Several NanoAthero partners have patented and provided proof of the efficiency of different nanodelivery systems and ligands for use in targeted therapies. This recent progress is of major importance for the development of new molecular and therapeutic diagnosis tools. In the opinion of the NanoAthero consortium, the nanovectors proposed to route compounds that can show up “vulnerable” plaques and to deliver therapeutic agents to stabilize the plaques^6,7 are ready to be transferred to the clinical trials stage.

But developing nanoparticle systems that are efficient, safe and innovatory and are capable of reaching a selected target is a complex process that involves several stages. There is an increasing need to select and/or identify suitable materials, nanoparticle surface coatings and targeting ligands with innovatory properties⁸. The agents (small molecules, but also macromolecules such as proteins and nucleic acids) to be loaded into the nanovectors vary widely by their physical and chemical properties, so it is a major challenge to try to balance the nanometric dimensions of the particle with respect to the types and quantities of agents that are clinically required. Well-determined structural, physical and chemical properties (size, surface charge, shape, stability) are vital to guarantee reproducible effects in vivo.

NanoAthero is aiming to take nanodelivery systems that have been validated prior to clinical trials and transfer them to proof-of-concept clinical trials. The consortium is an opportunity to update our knowledge of atherothrombosis pathologies and the definition of cell and molecule targets. Therefore, NanoAthero has a store of knowledge ranging from the design of nanosystems, preclinical and clinical validations, through toxicology, to industrial development and production.

References:

1. Wayne R, Katherine, F, Gary, F, et al. Heart disease and Stroke statistics-2007 update. Circulation. 2007;115:e69-e171.

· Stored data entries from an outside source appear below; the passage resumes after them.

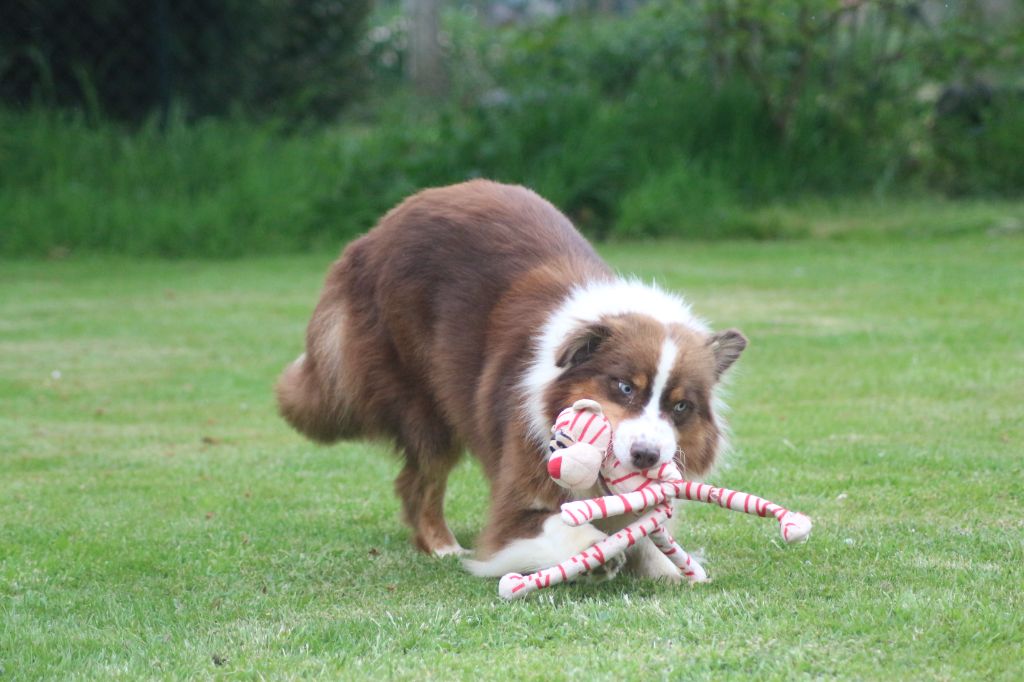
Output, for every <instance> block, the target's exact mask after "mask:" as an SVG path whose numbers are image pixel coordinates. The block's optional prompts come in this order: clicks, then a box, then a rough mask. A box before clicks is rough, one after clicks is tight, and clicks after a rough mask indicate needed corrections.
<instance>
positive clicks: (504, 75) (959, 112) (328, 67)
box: [0, 0, 1024, 256]
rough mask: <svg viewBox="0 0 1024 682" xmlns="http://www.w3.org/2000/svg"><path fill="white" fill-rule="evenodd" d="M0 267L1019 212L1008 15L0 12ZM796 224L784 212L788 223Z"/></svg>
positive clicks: (537, 9)
mask: <svg viewBox="0 0 1024 682" xmlns="http://www.w3.org/2000/svg"><path fill="white" fill-rule="evenodd" d="M0 15H2V16H3V20H2V22H0V254H5V255H16V256H19V255H31V256H46V255H49V256H60V255H65V254H68V253H74V252H89V251H104V252H122V253H129V254H138V255H164V256H181V255H202V256H224V255H241V254H246V253H255V252H280V251H297V250H307V249H311V248H317V247H331V248H336V247H337V246H338V245H340V244H341V243H342V242H343V241H345V240H347V239H350V238H351V237H352V236H354V235H356V233H358V232H360V231H362V230H365V229H366V228H367V227H369V226H370V225H372V224H373V222H374V221H375V220H376V219H377V218H378V217H379V215H380V214H381V213H382V212H383V211H385V210H386V209H387V208H389V207H390V206H392V205H393V204H394V203H396V202H397V201H399V200H400V199H402V198H403V197H404V196H407V195H409V194H411V193H413V191H415V190H416V189H418V188H421V187H425V186H431V185H438V184H445V183H450V182H456V181H460V180H464V179H466V178H471V177H490V178H496V179H500V180H505V181H511V182H521V183H524V184H526V185H528V186H531V187H534V188H535V189H537V190H538V191H540V193H541V194H542V195H544V196H546V197H547V198H549V199H550V200H551V201H552V202H554V203H555V204H556V205H558V206H559V207H560V208H562V209H563V210H565V211H566V212H567V213H568V214H569V215H570V216H571V217H572V218H573V220H575V221H577V223H578V224H579V225H580V226H581V228H583V229H584V230H585V231H586V232H587V233H588V235H590V236H591V237H593V238H596V239H632V238H660V237H684V238H698V239H720V238H756V239H773V238H785V237H793V236H800V235H804V233H807V231H808V227H807V225H806V224H804V223H803V222H802V221H801V220H799V219H796V220H795V219H792V218H790V217H786V216H788V215H792V214H787V213H786V212H785V211H784V210H781V209H779V208H778V207H785V206H797V207H800V206H804V205H806V204H808V203H809V202H810V203H814V202H842V201H857V202H892V201H906V200H907V198H912V199H913V200H914V201H919V202H925V203H929V202H945V201H948V200H965V199H969V200H977V199H984V200H1000V201H1005V200H1009V201H1014V200H1019V199H1020V198H1021V196H1022V194H1024V163H1022V159H1024V80H1022V78H1024V77H1022V68H1021V65H1022V63H1024V11H1022V7H1021V3H1019V2H1015V1H1013V0H967V1H965V2H932V1H924V0H920V1H911V0H890V1H886V0H873V1H872V0H861V1H858V0H750V1H744V2H740V1H738V0H703V1H700V2H685V3H684V2H672V1H669V0H603V1H602V0H590V1H586V0H577V1H563V2H557V1H555V0H548V1H544V2H540V1H532V0H505V1H499V0H476V1H468V0H467V1H462V2H457V1H455V0H451V1H447V2H438V0H410V1H409V2H407V3H406V4H400V3H396V2H385V1H379V2H377V3H372V2H371V0H354V1H345V0H311V1H302V0H255V1H252V2H244V1H241V0H221V1H215V0H182V1H179V2H172V1H171V0H156V1H154V2H131V1H128V0H91V1H81V2H74V1H72V0H49V1H43V0H0ZM796 213H798V214H799V213H800V211H799V210H797V211H796Z"/></svg>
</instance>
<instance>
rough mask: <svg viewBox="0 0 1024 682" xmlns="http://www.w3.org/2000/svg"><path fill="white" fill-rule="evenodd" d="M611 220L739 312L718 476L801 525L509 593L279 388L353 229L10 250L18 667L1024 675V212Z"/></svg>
mask: <svg viewBox="0 0 1024 682" xmlns="http://www.w3.org/2000/svg"><path fill="white" fill-rule="evenodd" d="M606 251H607V254H606V255H607V257H608V259H609V260H610V261H611V262H612V263H613V264H614V265H615V266H617V267H620V268H622V269H623V270H625V271H631V272H637V273H639V274H641V275H643V276H645V278H655V279H656V280H657V281H658V282H660V283H663V284H665V285H666V286H668V287H670V288H672V289H677V290H680V291H682V292H685V293H686V294H687V295H688V297H689V298H690V299H691V300H692V301H693V303H694V305H695V307H696V308H697V310H698V311H699V312H700V313H701V314H703V315H705V316H707V317H709V318H711V319H712V321H713V322H714V324H715V325H716V326H717V327H725V326H736V327H739V328H740V329H742V330H743V331H744V332H745V333H746V334H748V335H749V336H750V338H751V341H752V343H751V347H750V349H749V350H748V351H746V353H745V354H744V356H743V358H742V359H741V361H740V363H739V366H738V367H739V369H738V372H737V373H736V376H735V377H734V381H733V386H732V389H731V399H730V402H731V404H732V408H733V412H732V418H731V421H732V426H733V429H734V432H735V437H734V440H735V450H734V452H733V453H732V454H731V456H730V457H729V458H728V461H727V463H726V464H725V465H724V466H723V467H721V468H720V469H719V471H718V472H717V474H716V475H715V476H714V481H716V482H718V483H720V484H724V485H729V486H732V487H737V488H740V489H746V491H751V492H755V493H760V494H763V495H764V496H766V497H768V498H770V499H775V500H777V501H779V502H780V503H783V504H788V506H792V507H794V508H796V509H799V510H802V511H805V512H807V513H809V514H811V515H812V516H813V517H814V519H815V523H816V524H815V530H814V534H813V536H812V538H811V540H810V542H809V543H808V544H806V545H803V546H799V547H783V546H781V545H780V543H779V542H778V541H777V540H776V538H777V530H776V528H775V527H773V524H772V523H770V522H768V521H765V520H761V519H753V518H749V517H743V516H740V515H737V514H730V513H727V512H725V511H722V510H718V509H712V508H706V507H701V508H697V509H692V510H690V511H688V512H687V514H686V515H685V519H684V521H683V523H682V524H681V527H680V531H679V532H678V537H679V539H680V541H681V543H682V544H683V545H684V546H685V547H687V548H689V549H692V550H698V551H699V552H700V553H702V555H703V557H705V566H706V567H707V568H708V570H709V572H710V573H711V574H712V577H713V578H714V582H713V583H711V584H710V585H703V586H699V587H697V588H694V589H689V588H680V587H673V586H666V585H660V584H652V583H645V582H639V581H633V580H629V579H621V580H616V581H614V582H612V583H609V584H605V585H602V586H584V585H580V586H570V587H565V588H560V589H556V590H551V591H549V592H547V593H545V594H542V595H540V596H539V597H538V598H532V599H530V600H527V601H522V602H515V603H505V602H503V601H501V600H500V599H499V598H498V596H497V581H493V580H479V579H475V578H472V577H470V576H469V574H467V573H465V572H462V571H461V570H460V569H459V567H458V563H457V562H456V561H455V560H454V559H449V560H435V559H432V558H428V557H425V556H422V555H419V554H416V553H415V552H414V551H413V550H412V548H411V547H410V545H409V542H408V540H409V536H408V532H407V529H406V528H404V527H403V525H402V524H401V523H400V522H399V520H398V506H397V502H396V500H395V499H394V498H393V497H392V495H391V479H392V478H393V476H394V475H395V473H396V472H397V463H396V461H395V460H394V459H393V458H392V457H390V456H389V455H388V453H387V450H386V449H385V447H383V446H379V445H376V444H368V443H362V442H353V443H348V444H342V445H338V446H334V447H321V446H315V445H313V444H310V443H309V442H307V441H305V440H303V439H301V438H300V437H299V436H297V435H296V434H295V433H293V432H292V431H290V430H289V429H288V428H287V427H286V426H285V424H284V423H283V422H282V421H281V420H279V419H278V418H276V417H275V415H274V408H273V402H272V396H271V385H272V383H273V380H274V378H275V376H276V373H278V371H279V370H280V369H281V367H282V366H283V365H284V364H285V363H286V361H288V360H290V359H292V358H293V357H294V356H295V355H296V354H297V353H298V352H299V350H300V346H301V339H302V333H303V328H304V325H305V322H306V318H307V316H308V313H309V312H310V310H311V307H312V305H313V303H314V301H315V297H316V294H317V291H318V288H319V284H321V281H322V278H323V275H324V271H325V268H326V266H327V264H328V263H329V262H330V260H331V259H332V257H333V254H323V255H318V256H315V257H312V256H305V257H287V258H263V259H253V260H247V261H234V262H161V261H151V262H139V261H130V260H119V259H81V260H80V259H72V260H67V261H56V262H34V263H30V262H10V261H8V262H2V263H0V679H23V678H24V679H33V678H35V679H43V678H45V679H68V678H104V679H105V678H122V679H138V678H148V677H157V678H170V677H175V678H177V677H185V676H190V677H201V678H202V677H209V676H224V677H242V678H259V677H262V676H265V677H273V678H280V677H295V678H300V677H302V678H306V677H311V676H324V677H329V678H351V679H355V678H361V679H377V678H380V677H396V678H406V679H417V680H418V679H423V678H427V677H433V678H463V679H496V678H497V679H504V680H518V679H544V680H548V679H567V678H575V679H580V678H585V677H587V676H596V677H603V678H612V677H614V678H627V679H637V680H640V679H644V680H647V679H658V678H665V679H682V678H685V679H723V678H735V679H748V678H750V677H752V676H759V677H765V678H769V679H783V678H784V679H791V678H795V677H797V678H799V677H805V678H821V677H826V678H827V677H852V678H872V679H883V678H884V679H906V678H914V679H956V680H959V679H971V678H973V679H985V680H990V679H996V680H998V679H1004V680H1011V679H1019V676H1020V675H1021V671H1022V668H1021V660H1022V659H1024V595H1022V586H1024V568H1022V566H1024V463H1022V457H1021V456H1022V449H1021V443H1022V439H1024V427H1022V425H1024V402H1022V400H1024V341H1022V340H1024V239H1021V238H1020V237H1019V236H1017V237H1015V236H1014V235H1013V233H1012V232H1011V233H1006V235H1001V236H999V235H991V236H988V237H969V238H963V239H949V240H945V241H938V242H923V241H919V242H912V241H909V242H908V241H902V242H897V243H887V242H885V241H882V240H879V241H877V242H874V243H864V242H860V243H839V242H791V243H771V244H753V243H741V244H739V243H721V244H717V245H693V244H662V245H649V246H642V245H636V246H633V245H620V246H615V247H613V248H609V249H607V250H606ZM484 493H485V485H484V483H483V480H482V478H481V475H480V472H479V470H478V468H477V467H476V466H475V465H473V464H472V463H471V462H470V461H469V460H467V461H466V463H465V464H464V465H463V466H461V467H460V468H459V469H458V470H457V472H456V475H455V476H454V478H453V485H452V492H451V497H450V516H451V520H452V523H453V527H454V528H455V530H456V534H457V535H458V536H459V538H460V539H461V540H462V542H463V544H465V545H471V544H472V542H473V536H474V534H475V532H476V531H477V529H478V528H479V525H480V522H479V520H478V519H479V517H480V514H482V513H483V511H484V509H485V506H486V503H485V499H484ZM641 663H642V665H643V666H645V667H647V668H649V669H651V672H642V671H641V670H640V669H639V665H640V664H641Z"/></svg>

2. Kahn R, Robertson RM, Smith R, Eddy D. The impact of prevention on reducing the burden of cardiovascular disease. Circulation. 2008;118(5):576-585.

3. Miloro P, Sinibaldi E, Menciassi A, Dario P. Removing vascular obstructions: a challenge, yet an opportunity for interventional microdevices. Biomed Microdevices. 2012:PMID: 22331446.

4. Klink A, Hyafil F, Rudd J, Faries P, Fuster V, Mallat Z, Meilhac O, Mulder WJ, Michel JB, Ramirez F, Storm G, Thompson R, Turnbull IC, Egido J, Martin-Ventura JL, Zaragoza C, Letourneur D, Fayad ZA. Diagnostic and therapeutic strategies for small abdominal aortic aneurysms. Nat Rev Cardiol. 2011;8(6):338-347.

5. Lobatto ME, Fuster V, Fayad ZA, Mulder WJ. Perspectives and opportunities for nanomedicine in the management of atherosclerosis. Nat Rev Drug Discov. 2011;10(11):835-852.

6. Lammers T, Aime S, Hennink WE, Storm G, Kiessling F. Theranostic nanomedicine. Acc Chem Res. 2011;44(10):1029-1038.

7. Lewis DR, Kamisoglu K, York AW, Moghe PV. Polymer-based therapeutics: nanoassemblies and nanoparticles for management of atherosclerosis. Wiley Interdiscip Rev Nanomed Nanobiotechnol. 2011;3(4):400-420.

8. Wei S, Wang Q, Zhu J, Sun L, Lin H, Guo Z. Multifunctional composite core-shell nanoparticles. Nanoscale. 2011;3(11):4474-4502.